Biology Lab: Fermentation and Respiration
Concept: Cells consume energy through respiration and fermentation processes, which also produce waste products. Measuring the rate of production of these products can be used to indicate the rate of the respiration reaction.
Goal: To measure or observe the effects of environment changes (temperature, acidity, or other factors) on the rate of respiration in subject organism.
AP Exam preparation -- Doing the AP version of this lab:
Please read through the AP Laboratory Manual, Laboratory #6, Cellular Respiration. If you have access to the equipment and materials used in the lab, please perform the lab as indicated in the Manual. If not, you may use the alternate lab below. Complete the Lab Manual worksheets and submit your data to the Moodle Biology Website for comparison with the work of your fellow students.
As an alternative to the AP lab, you may perform the following lab, based on Lab Topic #6: Cellular Respiration, from Jean Dickey's manual, Laboratory Investigations for Biology. Instead of measuring oxygen absorption, we will measure carbon dioxide production from fermentation. However, since you should be familiar with the AP Lab as designed, please review that investigation in your lab book.
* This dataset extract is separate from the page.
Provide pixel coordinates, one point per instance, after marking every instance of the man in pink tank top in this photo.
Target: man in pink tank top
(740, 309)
Alternative Experiment to AP Investigation #6
Goal (alternate lab): To determine how sugar availability affects production of CO2 in yeast by collecting CO2 gas released in the fermentation process.
Materials
Refer to the setup diagram for help understanding what materials you will need.
- Three large jars or beakers.
- Six test tubes.
Alternatives: small narrow jars (bottles used to hold spices or crafts supplies like beads or glitter, cocktail olives or cherries -- save the lids!).
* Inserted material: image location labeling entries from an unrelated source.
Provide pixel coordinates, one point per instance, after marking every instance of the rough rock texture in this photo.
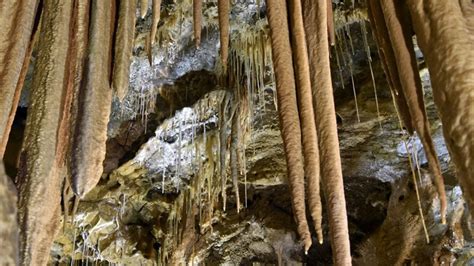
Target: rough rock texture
(162, 151)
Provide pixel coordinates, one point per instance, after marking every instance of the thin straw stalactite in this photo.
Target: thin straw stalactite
(315, 22)
(224, 10)
(40, 180)
(412, 89)
(17, 20)
(288, 112)
(155, 19)
(389, 64)
(306, 111)
(197, 20)
(95, 99)
(451, 74)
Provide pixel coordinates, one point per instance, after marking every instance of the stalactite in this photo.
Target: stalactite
(143, 8)
(223, 145)
(81, 34)
(197, 20)
(451, 71)
(155, 19)
(40, 180)
(388, 62)
(235, 141)
(315, 22)
(8, 220)
(17, 20)
(90, 135)
(224, 10)
(412, 89)
(330, 18)
(123, 49)
(306, 111)
(288, 112)
(369, 60)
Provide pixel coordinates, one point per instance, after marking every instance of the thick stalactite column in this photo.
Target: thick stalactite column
(445, 34)
(288, 112)
(402, 45)
(8, 221)
(306, 111)
(16, 20)
(40, 182)
(94, 102)
(315, 21)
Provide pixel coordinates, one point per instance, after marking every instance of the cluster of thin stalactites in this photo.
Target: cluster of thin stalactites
(74, 105)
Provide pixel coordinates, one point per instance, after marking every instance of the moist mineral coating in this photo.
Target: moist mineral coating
(306, 113)
(95, 98)
(224, 9)
(288, 112)
(39, 179)
(315, 22)
(197, 18)
(449, 55)
(16, 20)
(123, 49)
(398, 30)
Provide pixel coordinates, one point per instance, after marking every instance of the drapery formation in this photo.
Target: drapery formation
(84, 50)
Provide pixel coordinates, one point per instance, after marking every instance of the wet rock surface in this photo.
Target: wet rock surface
(159, 198)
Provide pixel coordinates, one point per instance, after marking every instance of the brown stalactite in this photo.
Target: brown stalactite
(388, 62)
(143, 8)
(315, 22)
(95, 98)
(235, 141)
(17, 19)
(404, 52)
(40, 187)
(288, 112)
(155, 20)
(197, 20)
(18, 89)
(449, 55)
(72, 59)
(306, 111)
(81, 35)
(330, 17)
(8, 220)
(123, 49)
(224, 10)
(223, 145)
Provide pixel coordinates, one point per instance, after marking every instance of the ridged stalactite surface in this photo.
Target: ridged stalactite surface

- Three lengths of flexible tubing that can pass through holes in the rubber stoppers of one of the test tubes and into the second tube; it must be long enough to allow you to set up the tubes as shown below.
Sources: science supplies, aquarium supplies, hardware and garden shops.
- Three rubber one-hole stoppers; push one end of a piece of tubing tubing through the hole in the stopper.
Alternative: if using jars, punch a hole in each of three lids, push the tubing through the hole, and caulk the junction with plumber's putty so that nothing leaks out around the tubing.
- Thermometer capable of measuring °C in .1 or .5 increments.
- Wax pencil or labels for beakers.
- Corn syrup.
- Yeast.
- Distilled water.
- Tap water for the water bath.
Procedure:
SET UP THE FOLLOWING APPARATUS FIRST!
- Fill the water bath with HOT water (50-60 °C) and submerse the tubing and one test tube (your collection tube) as shown in #1 below. Note that the stopper does not go in this test tube!
- Submerse one of the beakers and upend the full test tube in the beaker, keeping the flexible tubing inserted inside the test tube as shown in #2 below. The tubing should remain full of hot water as well.
- Lift the beaker, tube, and tubing out of the water bath and drain some of the water from the beaker as in #3 below, but not enough to go below the open end of the test tube. Be sure there are no kinks or large bubbles of air in the tubing that would block the flow of gas through it and into the upended test tube.
- Repeat the above procedure two more times: you need three complete setups. Work quickly so that the water doesn't cool off much.
Fermentation solution
- Prepare the yeast suspension by adding 3 packets or tablespoons of yeast to 500ml (1/2 L or about 2 cups of warm water at around 43 °C (110 °F). Let the yeast mixture "proof" -- it should become bubbly. It should also cool a bit -- 35 °C is the temperature at which yeast multiplies best.
- Prepare the three empty test tubes as shown below. Why is there no yeast in the first test tube?
Tube | Minutes |
0 | 5 | 10 | 15 | 20 | 25 | 30 |
1 (3mL corn syrup) | | | | | | | |
2 (3mL corn syrup + 1 mL yeast suspension) | | | | | | | |
3 (3mL corn syrup + 3 mL yeast suspension) | | | | | | | |
- Swirl the test tube gently to mix the ingredients, and place them in the beakers. Put the rubbers topper in the fermentation tube. Your setups should look like #4 above.
- Wait one minute for any gas resulting from assembling the apparatus to clear the fermentation tube and tubing, then make a baseline mark at the current the water level on each collection tube.
Data Collection and Analysis:
- What hypothesis could you make from the setup above?
- Create a table as shown below and measure the distance from your baseline mark to the current water level along the collection test tube. Take data for up to 30 minutes at 5 minute intervals.
Include your data in your lab report.
Lab report
Note any changes you made to the suggested materials and procedures, why you made them, and what likely effects they had on the accuracy of your measurements and the outcome of your experimental runs. Identify your hypothesis, show your data, and explain whether your data supports or contradicts your hypothesis.